Perfetta sintesi della memoria, perfetto «logo» di tante celebrazioni e rievocazioni, '14 (Adelphi, pagg. 110, euro 14 - l'hanno fatto di proposito? -, traduzione di Giorgio Pinotti, come sempre per i libri del sessantasettenne autore nato a Orange) si colloca, sulla linea retta del tempo, esattamente dove finisce quello che Stefan Zweig, mitteleuropeo per nascita, indole e cultura ma poi inglese per necessità dopo che la Bestia nazista aveva mostrato di quale pasta era fatta, chiamava «il mondo di ieri». Quei pochi anni di Novecento prima dell'apostrofo furono un'appendice del secolo precedente, e quelli che seguirono... non sono ancora finiti, nella nostra cara, vecchia, maledetta Europa: vedi il '39-45, vedi il '91-95 nella ex Jugoslavia, vedi quest'altro '14, nella tormentata Crimea.

Leggere '14 dopo aver letto, tre anni fa, La paura di Gabriel Chevallier, libro che Echenoz considera un classico del genere, come Il fuoco di Henri Barbusse (recentemente riproposto da Castelvecchi) e Niente di nuovo sul fronte occidentale di Erich Maria Remarque, è come tornarci su quel fronte occidentale, sui luoghi del delitto che si chiamarono Somme e Chemin des Dames, come annusare gli stessi gas, sentir fischiare le stesse pallottole, veder esplodere le stesse granate, ascoltare le agonie degli stessi compagni. Magistrale l' ouverture : Anthime Sèze, il protagonista, contabile in una fabbrica di calzature in un paese della Vandea, va a fare un giro in bicicletta. È sabato, la giornata è limpida e calda. Ma, soprattutto, è l'1 agosto '14 e, sul crinale di una collina, il ragazzo vede, prima che sentirlo, qualcosa di strano: «erano in verità le campane, che si erano appena messe in movimento dall'alto delle torri e suonavano all'unisono in un disordine grave, minaccioso, schiacciante, nel quale, benché ne avesse scarsa esperienza - era troppo giovane per aver sino allora partecipato a molti funerali -, Anthime ha riconosciuto d'istinto il timbro delle campane a martello, che si azionano di rado e di cui gli era appena giunta solo l'immagine prima del suono». Quelle campane suonano a morto in anticipo: in Francia inizia la mobilitazione generale, perché la Germania ha dichiarato guerra alla Russia, sua alleata. All'unisono con quelle degli amici di bar e di pesca Padioleau, Bossis e Arcenel, e con quella di Charles, un altro giovane al quale lo unisce un legame rivelato in un secondo momento, incomincia la disavventura di Anthime, dopo il consueto corteo assurdamente festoso per le vie del paese. «Ce la sbrigheremo in quindici giorni al massimo», dice Charles. Così non sarà.

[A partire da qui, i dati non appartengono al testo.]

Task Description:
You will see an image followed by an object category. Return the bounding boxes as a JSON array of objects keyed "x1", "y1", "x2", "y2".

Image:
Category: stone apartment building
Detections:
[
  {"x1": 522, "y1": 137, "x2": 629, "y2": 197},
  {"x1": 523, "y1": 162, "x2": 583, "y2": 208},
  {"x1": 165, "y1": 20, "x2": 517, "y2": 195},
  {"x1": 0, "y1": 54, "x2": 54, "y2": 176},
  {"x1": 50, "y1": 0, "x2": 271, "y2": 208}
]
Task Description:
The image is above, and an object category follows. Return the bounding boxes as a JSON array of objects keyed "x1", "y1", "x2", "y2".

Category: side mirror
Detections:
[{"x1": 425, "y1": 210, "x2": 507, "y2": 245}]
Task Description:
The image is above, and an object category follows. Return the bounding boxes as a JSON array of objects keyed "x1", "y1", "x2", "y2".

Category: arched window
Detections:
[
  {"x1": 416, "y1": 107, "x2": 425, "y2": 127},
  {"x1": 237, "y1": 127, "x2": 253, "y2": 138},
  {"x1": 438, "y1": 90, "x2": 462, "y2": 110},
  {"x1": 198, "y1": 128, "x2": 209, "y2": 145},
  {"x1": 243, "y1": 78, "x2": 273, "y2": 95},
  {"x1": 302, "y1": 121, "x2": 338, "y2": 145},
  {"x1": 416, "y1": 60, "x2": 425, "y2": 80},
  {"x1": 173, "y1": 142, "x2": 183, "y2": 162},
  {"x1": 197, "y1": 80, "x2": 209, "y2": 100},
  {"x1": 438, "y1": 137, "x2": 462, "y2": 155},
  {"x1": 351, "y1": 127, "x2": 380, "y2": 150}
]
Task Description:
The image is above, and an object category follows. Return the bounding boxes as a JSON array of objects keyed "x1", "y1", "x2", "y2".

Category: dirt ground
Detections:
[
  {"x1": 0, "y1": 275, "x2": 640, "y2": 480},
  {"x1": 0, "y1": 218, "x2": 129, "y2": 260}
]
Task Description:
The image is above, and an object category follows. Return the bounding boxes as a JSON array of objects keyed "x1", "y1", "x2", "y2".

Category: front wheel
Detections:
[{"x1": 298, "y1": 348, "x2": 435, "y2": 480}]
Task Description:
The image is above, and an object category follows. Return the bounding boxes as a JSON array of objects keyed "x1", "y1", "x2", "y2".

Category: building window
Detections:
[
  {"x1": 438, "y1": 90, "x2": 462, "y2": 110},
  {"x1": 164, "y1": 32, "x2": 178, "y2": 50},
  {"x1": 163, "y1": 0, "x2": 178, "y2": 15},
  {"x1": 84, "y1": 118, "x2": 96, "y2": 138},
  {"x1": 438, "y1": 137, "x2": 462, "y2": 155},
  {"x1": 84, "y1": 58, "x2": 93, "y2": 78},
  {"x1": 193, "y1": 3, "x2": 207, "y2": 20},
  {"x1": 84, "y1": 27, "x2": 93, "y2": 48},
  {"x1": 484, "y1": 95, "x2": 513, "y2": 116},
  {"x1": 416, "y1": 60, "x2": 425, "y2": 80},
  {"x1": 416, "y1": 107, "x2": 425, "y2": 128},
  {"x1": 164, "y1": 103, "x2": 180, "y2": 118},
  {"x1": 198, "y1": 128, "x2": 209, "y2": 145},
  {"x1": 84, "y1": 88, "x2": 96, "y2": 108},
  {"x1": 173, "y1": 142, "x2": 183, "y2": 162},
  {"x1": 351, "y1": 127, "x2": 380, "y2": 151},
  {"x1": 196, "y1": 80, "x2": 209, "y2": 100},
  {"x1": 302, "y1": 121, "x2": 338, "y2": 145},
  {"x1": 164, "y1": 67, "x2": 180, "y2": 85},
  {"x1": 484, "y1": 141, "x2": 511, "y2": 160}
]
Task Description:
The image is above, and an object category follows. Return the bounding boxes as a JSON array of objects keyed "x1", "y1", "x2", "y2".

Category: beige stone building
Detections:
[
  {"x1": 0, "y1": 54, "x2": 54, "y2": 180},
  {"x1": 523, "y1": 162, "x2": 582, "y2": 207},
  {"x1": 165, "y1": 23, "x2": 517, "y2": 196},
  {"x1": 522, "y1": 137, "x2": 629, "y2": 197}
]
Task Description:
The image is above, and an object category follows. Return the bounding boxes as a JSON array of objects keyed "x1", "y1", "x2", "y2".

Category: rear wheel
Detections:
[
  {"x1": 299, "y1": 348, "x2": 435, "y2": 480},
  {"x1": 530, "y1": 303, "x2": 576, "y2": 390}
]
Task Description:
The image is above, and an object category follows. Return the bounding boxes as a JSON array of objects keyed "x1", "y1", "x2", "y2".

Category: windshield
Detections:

L'attacco è un basso continuo e minaccioso. Poi il rullo dei tamburi accompagna quello delle mitragliatrici, nelle trincee salgono i cori lamentosi dei feriti, il cielo è una sinfonia di fuochi incrociati. Intanto, a casa, Blanche diventa ogni giorno più bella e in carne. Viene al mondo una creatura innocente mentre lontano ne muoiono a migliaia, altrettanto innocenti.

I destini di Anthime, Charles, Padioleau, Bossis e Arcenel divergono, mentre la neo-mamma allatta, con Juliette, la propria angoscia. Fino a quando una disgrazia, nel gioco sporco della vita a margine della guerra, servirà a qualcuno la carta della rinascita.